On Feb. 27, Alhambra citizens appealed the Planning Commission’s Jan 17 vote to approve the Lowe’s planned development on Fremont @ Mission, and took it to the City Council. Residents called for the City to ensure a comprehensive environmental and traffic study before developers build on contaminated land, at the crux of Fremont traffic, without a full Environmental Impact Report. (Find out more about the project.)
There was 1 hour of public testimony. Those 9 members of the public that spoke in favor of pushing through with the project without a more thorough and valid study included:
- the son of former Councilmember Yamauchi
- the owner of the existing land tract
- two board members from the Chamber of Commerce
- a Las Vegas developer
Did you know? Councilmembers Maloney and Mejilla both received $5000 from the developer who is developing this project. Their opponents did not take campaign money from developers who have their sights set on Alhambra.
Councilmember Ayala, who lives in the Emery Park neighborhood behind the project, believes Lowe’s won’t bring more traffic because there is already an Albertsons and Kohls nearby (logic???) and assured the residents in the packed room that the contamination on the site will be cleaned up and there will be nothing to worry about. He also cited the history of the project where previously a Walmart was being considered; in his mind, the multi-million dollar Lowe’s would be an improvement, because according to him, it’s a “mom and pop store”. Ayala complained that he hadn’t heard from residents about what other projects they would like there.

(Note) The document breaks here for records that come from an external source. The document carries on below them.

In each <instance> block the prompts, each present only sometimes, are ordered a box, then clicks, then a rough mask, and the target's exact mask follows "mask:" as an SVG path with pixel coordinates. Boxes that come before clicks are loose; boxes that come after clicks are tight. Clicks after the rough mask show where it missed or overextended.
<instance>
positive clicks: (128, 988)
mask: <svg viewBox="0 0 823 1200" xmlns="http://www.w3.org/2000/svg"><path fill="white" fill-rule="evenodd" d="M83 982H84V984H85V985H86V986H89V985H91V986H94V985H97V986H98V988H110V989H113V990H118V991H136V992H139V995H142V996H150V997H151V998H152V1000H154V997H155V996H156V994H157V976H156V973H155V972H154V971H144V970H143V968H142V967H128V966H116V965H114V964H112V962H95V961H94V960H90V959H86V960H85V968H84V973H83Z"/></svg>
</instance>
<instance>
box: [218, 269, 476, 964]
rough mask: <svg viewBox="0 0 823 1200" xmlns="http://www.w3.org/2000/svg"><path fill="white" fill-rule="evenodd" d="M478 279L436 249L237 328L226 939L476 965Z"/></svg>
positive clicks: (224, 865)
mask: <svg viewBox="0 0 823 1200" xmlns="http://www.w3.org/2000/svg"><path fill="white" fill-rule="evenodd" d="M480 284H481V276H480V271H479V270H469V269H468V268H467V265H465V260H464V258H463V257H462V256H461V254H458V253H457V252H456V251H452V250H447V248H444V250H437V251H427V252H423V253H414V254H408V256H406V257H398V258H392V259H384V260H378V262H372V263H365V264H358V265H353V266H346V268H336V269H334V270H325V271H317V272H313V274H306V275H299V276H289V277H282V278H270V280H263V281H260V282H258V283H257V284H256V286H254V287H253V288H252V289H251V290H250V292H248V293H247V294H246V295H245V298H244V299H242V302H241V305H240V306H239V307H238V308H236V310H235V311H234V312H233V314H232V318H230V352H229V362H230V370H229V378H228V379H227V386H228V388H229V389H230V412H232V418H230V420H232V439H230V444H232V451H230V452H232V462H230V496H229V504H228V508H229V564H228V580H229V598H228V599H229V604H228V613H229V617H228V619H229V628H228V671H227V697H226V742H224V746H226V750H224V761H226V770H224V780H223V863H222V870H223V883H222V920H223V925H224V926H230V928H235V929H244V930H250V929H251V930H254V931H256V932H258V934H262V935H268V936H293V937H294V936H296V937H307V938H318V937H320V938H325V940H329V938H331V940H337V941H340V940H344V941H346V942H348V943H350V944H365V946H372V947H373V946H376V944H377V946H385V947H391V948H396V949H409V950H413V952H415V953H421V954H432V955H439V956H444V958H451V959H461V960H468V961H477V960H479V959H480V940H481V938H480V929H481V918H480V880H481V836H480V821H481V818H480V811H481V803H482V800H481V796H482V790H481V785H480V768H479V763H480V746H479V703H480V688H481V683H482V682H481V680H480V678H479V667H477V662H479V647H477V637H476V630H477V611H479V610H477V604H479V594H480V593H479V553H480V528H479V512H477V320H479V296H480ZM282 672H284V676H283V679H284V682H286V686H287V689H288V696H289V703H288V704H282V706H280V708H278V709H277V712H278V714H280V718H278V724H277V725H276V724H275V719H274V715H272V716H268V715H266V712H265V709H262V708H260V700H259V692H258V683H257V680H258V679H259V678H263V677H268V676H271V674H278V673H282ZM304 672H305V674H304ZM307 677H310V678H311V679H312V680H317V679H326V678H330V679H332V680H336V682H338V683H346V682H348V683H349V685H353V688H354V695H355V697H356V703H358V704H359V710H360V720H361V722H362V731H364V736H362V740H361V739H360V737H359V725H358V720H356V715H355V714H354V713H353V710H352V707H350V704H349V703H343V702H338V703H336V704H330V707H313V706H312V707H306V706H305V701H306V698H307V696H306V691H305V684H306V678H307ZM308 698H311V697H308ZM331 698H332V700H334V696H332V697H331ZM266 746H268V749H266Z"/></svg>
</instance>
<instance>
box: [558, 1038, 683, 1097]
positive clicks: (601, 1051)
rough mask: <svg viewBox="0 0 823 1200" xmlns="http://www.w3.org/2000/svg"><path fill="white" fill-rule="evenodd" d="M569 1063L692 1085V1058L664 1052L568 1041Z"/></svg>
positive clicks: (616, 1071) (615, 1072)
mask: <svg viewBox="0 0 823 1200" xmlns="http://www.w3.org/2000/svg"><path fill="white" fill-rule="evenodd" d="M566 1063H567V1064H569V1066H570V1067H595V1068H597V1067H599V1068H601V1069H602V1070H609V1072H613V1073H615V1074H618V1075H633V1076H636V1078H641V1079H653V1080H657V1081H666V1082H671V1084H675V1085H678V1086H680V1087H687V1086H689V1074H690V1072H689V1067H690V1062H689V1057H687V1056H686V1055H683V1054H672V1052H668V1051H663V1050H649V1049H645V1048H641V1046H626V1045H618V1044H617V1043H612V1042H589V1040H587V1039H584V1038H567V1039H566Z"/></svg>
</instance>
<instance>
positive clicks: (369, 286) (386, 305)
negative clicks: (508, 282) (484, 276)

That’s probably because residents are under the impression that he is one of the leaders of the City and would investigate other options that fall within the industrial zoning ordinance — the Lowe’s does not– before voting for its construction as is.
Councilmember Messina stood by her decision and told the residents that that the Council only has the city’s best interest at heart — perhaps she meant the business community’s. She believed the initial report was “well over the basics.”
Councilmember Maloney acknowledged that building a Lowe’s would “have some impact” on the traffic, but assured the community that that can be mitigated, and he reminded the community that the City is planning on having a shuttle to and from the Gold Line station in South Pasadena, which obviously would only be feasible, should they wish to use it, for the employees in the office buildings (approx. 2,600). Maloney’s assurance is based 100% on anecdotal and personal rationale as no study or survey has been conducted about how many vehicles the shuttle to the site alleviate from the street.
Councilmember Sham had no problem with project’s study as is and repeated what Councilmember Maloney mentioned as the “solution”: the shuttle to the Gold Line.
Councilmember Mejilla shared no rationale for his vote and asked no questions to the developer, thus his constituents have no idea what influenced his vote. Several members of the audience, however, did have an idea what could have influenced his vote: $5000 from the developer directly to his, as well as Councilmember Maloney’s, election campaign 3.5 months prior.
The citizens that challenged the Planning Commission decision to the City Council are evaluating all options after this ill-informed decision.
Did you know? Neither Alhambra Planning Commission nor the City planners have answered the question “how many cars will be on Fremont throughout the day in the area of the planned development?” The City’s initial study indicates that 4000-8000+ cars per day may shop at Lowe’s, but the City has used a Lowe’s in Poway, CA–in the middle-of-nowhere in rural San Diego– to get those statistics! At 5pm on a weekday, approximately how many cars will be on Fremont along the route? How long will it take to drive 2 blocks? No one knows!